Part of that conversation is about confusion about the relation of cost and value. Part of it is about the ways we provide financial aid. Part of it is about escalating costs of higher education associated (on the one hand) with the costs of employment benefits, debt management, and other real phenomena and (on the other hand) part of the rising cost has to do with the rise in amenities "demanded" by those looking for a college or university to attend. The fabled third hand, though, is the many ways we have shifted the financing of higher education from the public sphere (alongside a recognition if its public good) to private funding (whether the individual or private foundations). The percentage of college costs paid by state and local, not to mention federal, funds has declined in recent decades. Our tax dollars are not funding as high a percentage of higher education as they once did. It is complucated, true, but that is part of the story.
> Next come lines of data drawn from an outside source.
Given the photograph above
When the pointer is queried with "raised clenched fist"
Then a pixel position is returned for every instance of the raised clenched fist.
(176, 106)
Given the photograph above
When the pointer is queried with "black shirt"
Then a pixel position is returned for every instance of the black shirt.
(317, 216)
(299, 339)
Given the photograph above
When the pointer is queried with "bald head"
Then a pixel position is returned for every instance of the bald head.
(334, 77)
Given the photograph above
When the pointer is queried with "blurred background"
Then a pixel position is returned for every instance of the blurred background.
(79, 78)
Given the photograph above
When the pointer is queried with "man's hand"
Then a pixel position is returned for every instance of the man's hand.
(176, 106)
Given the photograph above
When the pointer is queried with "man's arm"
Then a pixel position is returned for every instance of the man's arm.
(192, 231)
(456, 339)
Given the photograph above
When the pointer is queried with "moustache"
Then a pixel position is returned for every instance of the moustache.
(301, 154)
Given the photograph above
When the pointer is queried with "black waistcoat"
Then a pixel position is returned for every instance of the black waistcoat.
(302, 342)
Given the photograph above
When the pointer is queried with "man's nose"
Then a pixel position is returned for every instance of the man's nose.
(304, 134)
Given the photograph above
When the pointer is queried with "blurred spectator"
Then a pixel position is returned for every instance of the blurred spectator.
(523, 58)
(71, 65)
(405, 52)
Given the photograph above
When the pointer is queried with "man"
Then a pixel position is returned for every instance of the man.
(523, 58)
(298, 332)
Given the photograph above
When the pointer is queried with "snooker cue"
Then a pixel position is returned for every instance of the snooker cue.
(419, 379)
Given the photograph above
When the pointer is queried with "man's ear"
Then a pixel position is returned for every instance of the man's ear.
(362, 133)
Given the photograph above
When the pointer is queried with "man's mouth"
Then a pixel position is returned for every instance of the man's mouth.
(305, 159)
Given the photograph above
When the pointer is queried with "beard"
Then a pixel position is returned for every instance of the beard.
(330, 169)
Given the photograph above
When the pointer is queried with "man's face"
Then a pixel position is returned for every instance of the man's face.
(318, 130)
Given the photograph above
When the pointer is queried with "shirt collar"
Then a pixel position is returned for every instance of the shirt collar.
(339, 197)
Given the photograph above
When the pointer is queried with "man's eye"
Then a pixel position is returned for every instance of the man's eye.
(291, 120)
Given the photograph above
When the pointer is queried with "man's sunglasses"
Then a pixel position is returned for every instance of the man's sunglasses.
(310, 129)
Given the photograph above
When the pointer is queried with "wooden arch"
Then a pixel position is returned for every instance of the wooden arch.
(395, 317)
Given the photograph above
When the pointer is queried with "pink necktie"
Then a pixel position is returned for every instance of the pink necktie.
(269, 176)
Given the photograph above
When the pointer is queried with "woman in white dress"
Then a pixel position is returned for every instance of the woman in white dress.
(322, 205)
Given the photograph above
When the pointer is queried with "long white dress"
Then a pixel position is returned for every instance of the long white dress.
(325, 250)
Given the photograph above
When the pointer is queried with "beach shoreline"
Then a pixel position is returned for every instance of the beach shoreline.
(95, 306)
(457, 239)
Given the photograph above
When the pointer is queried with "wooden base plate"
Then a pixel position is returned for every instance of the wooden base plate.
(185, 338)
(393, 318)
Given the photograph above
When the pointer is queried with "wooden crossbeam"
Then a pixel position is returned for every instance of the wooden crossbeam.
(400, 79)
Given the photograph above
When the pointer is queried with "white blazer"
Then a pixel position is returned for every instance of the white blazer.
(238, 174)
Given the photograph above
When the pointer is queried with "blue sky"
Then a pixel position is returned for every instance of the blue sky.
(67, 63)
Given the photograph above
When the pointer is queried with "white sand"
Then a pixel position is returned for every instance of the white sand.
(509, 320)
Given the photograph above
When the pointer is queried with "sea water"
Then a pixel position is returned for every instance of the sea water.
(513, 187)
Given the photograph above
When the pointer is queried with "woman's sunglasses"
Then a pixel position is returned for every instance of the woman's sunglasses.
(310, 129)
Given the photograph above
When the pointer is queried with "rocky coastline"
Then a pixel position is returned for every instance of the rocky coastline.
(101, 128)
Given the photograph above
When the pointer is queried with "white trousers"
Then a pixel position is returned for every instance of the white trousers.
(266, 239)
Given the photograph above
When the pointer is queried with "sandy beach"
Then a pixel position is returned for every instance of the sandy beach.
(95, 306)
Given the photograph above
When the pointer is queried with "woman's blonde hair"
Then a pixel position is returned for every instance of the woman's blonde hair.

Even when affordability is not the topic for discussion, finances remain centrally important to every institution of higher education. As I have been told (and of course know): higher education is a business. Well, not quite in Shimer's case: it is a not-for-profit institutions and most businesses are not. The sentiment is right, though, insofar as it means we must balance our books (and in this case I do not mean balancing Aristotle with Derrida or ensuring all of us read the work of women authors). Keeping our eye always on hte educational mission AND finances is the challenge.
And what does this have to do with great books? Here's one example.
(thanks to this site for the picture! I love a good beret.)
Adam Smith has not only gone to college but he has (like his friend Mr. Smith, played long ago by Jimmy Stewart) gone to Washington (and to many state capitals as well). Though born in 1723, and dead by 1790), his words seem oddly relevant today. All of the following quotations come from the copy of Adam Smith I acquired while teaching in Soc II at the University of Chicago many years ago. The underlining seems oddly apt. (The edition: from the U of C Press, edited and with an introduction by Edwin Cannan.) The sections -- Book V, Chapter 1, articles II and III.
"In every profession, the exertion of the greater part of those who exercise it, is always in proportion to the necessity they are under of making that exertion. . . The endowments of schools and colleges have necessarily diminished more or less the necessity of application in the teachers." (p. 283)
"Whatever forces a certain number of students to any college or university, independent of the merit or reputation of the teachers, tends more or less to diminish the necessity of that merit or reputation." (p. 285)
"The discipline of colleges and universities is in general contrived, not for the benefit of the students, but for the interest, or more properly speaking, for the ease of the masters. Its object is, in all cases, to maintain the authority of the masters." (p. 287)
There is, of course, more, and these are, of course, taken out of context both in terms of the structure of the argument and the period of history (and thus the state of higher education). And yet, aspects of what Smith says seem quite relevant today. Or, at least there are echoes of these views out there about the relation of affordability to teaching to . . . . economics. Could this be in part because those who warrant the privatization of many goods in our social order have read Smith?